"That's the way to do it," he was saying, in an exaggerated triumph. "Why, you've got to talk to 'em till they think that bottle o' vanilla's the water o' life, an' they'll have to knife ye if they can't git it no other way."

"You're a born peddler," smiled Lydia. Then she asked, "How'd you happen to start out?" She had heard the simple reason many times; but she loved his talk, and her idle mind preferred old tales to new.

Eben fell in with her mood, as one begins an accustomed story to a child.

"Well," he said, and he sobered a little, as memory recalled him, "you know, when mother died, old Betty stayed an' kep' house for me.
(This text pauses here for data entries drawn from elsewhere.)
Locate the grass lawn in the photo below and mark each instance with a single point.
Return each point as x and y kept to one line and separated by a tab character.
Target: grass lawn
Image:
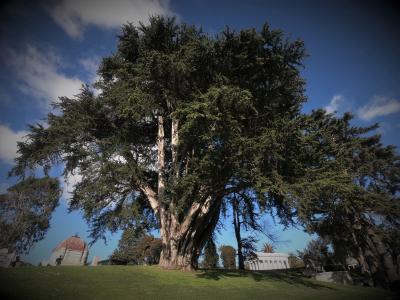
143	282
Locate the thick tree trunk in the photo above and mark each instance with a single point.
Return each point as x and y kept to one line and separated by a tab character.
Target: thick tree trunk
236	225
183	241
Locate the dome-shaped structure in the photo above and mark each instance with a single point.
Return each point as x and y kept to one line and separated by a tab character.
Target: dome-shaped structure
74	243
72	251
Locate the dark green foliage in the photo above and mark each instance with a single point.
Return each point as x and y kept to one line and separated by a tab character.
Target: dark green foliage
228	257
25	212
317	255
353	201
236	98
210	255
136	247
125	252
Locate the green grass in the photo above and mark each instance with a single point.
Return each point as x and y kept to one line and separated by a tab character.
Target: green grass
141	282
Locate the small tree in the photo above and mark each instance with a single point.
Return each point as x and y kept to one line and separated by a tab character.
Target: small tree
228	256
210	255
25	212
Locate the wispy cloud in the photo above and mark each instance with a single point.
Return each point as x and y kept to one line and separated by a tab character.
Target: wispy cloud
68	185
334	104
378	106
75	15
8	145
39	74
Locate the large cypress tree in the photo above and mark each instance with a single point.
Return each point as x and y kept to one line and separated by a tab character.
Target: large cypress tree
183	119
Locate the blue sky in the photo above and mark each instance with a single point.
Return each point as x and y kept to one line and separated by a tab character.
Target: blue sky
49	48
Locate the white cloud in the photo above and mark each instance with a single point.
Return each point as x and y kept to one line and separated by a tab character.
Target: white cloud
334	104
74	15
68	185
3	187
39	74
379	106
8	145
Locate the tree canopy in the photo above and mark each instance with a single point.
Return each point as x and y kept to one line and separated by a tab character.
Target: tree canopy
185	119
182	120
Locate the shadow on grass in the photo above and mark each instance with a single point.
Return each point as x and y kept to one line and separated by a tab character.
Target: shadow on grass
288	276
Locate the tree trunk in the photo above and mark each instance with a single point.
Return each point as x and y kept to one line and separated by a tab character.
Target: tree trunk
236	225
183	241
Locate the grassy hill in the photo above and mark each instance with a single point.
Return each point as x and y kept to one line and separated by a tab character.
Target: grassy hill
141	282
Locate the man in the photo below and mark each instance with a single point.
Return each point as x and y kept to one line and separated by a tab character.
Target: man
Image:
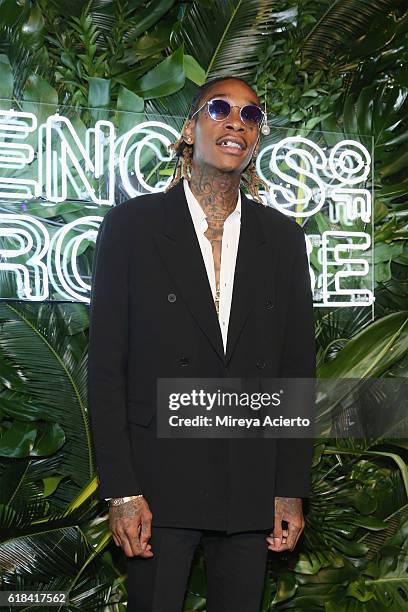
199	281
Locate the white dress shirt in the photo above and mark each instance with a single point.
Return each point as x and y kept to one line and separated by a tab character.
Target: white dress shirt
229	248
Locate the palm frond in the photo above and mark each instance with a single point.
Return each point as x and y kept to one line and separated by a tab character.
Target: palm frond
343	23
226	36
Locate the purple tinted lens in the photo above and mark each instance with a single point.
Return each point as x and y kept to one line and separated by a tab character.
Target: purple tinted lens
251	114
219	109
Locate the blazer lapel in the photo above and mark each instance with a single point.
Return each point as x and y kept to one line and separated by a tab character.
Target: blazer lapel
181	254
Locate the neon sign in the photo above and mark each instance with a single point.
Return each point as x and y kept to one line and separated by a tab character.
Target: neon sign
60	161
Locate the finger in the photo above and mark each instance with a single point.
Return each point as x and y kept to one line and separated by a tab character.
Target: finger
299	534
276	547
116	539
277	529
130	543
145	533
293	533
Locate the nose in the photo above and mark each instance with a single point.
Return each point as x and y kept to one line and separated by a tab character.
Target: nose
233	121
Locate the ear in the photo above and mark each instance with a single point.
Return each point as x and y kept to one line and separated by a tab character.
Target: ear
188	132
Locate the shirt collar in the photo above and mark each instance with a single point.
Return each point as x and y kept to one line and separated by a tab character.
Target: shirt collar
197	213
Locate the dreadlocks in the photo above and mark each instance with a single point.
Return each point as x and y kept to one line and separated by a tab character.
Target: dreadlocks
184	151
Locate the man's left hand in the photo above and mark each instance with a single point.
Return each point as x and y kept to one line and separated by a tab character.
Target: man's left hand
287	509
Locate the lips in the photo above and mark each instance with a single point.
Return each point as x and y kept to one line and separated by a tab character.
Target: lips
231	144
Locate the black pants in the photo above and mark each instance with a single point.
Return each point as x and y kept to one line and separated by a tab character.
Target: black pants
235	566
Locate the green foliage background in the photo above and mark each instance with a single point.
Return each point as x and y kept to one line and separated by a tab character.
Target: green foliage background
337	66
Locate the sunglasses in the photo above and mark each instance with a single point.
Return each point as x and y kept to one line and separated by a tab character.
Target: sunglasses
250	114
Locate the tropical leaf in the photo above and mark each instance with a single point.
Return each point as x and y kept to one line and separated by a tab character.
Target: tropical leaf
344	22
226	36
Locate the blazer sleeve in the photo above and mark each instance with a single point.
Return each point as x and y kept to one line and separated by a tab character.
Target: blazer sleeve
294	455
107	359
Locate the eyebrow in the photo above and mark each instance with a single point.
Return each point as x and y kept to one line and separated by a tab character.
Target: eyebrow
226	96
An' when she died, this last spring, I kinder thought I'd git over it sooner if I traveled round a mite to see the sights. I didn't want to git too fur for fear I'd be sick on 't, like the feller that started off to go round the world, an' run home to spend the first night. You sleepy now?"

He had shrewdly learned that she liked long, dull stories to lull her into the swing of a nap.

"No," said Lydia drowsily. "You go on. Then what?"

"Well, so I got Jim Ross to take over the stock an' run the farm to the halves. I took along a few essences to give me suthin' to think about, an' when I got tired o' rovin' I expected to turn back home an' begin bachin' on 't same's I'd got to end. An' then I stopped at your mother's to kinder talk over old times when my mother was little; an' you come to the door an' let me in."

"Eben," said Lydia, out of her dream and with all her story-book knowledge at hand, "don't you s'pose 'twas ordered?"

"What?"

"Don't you s'pose 'twas just put into your head to start out that way so 't you could come an' find—me?"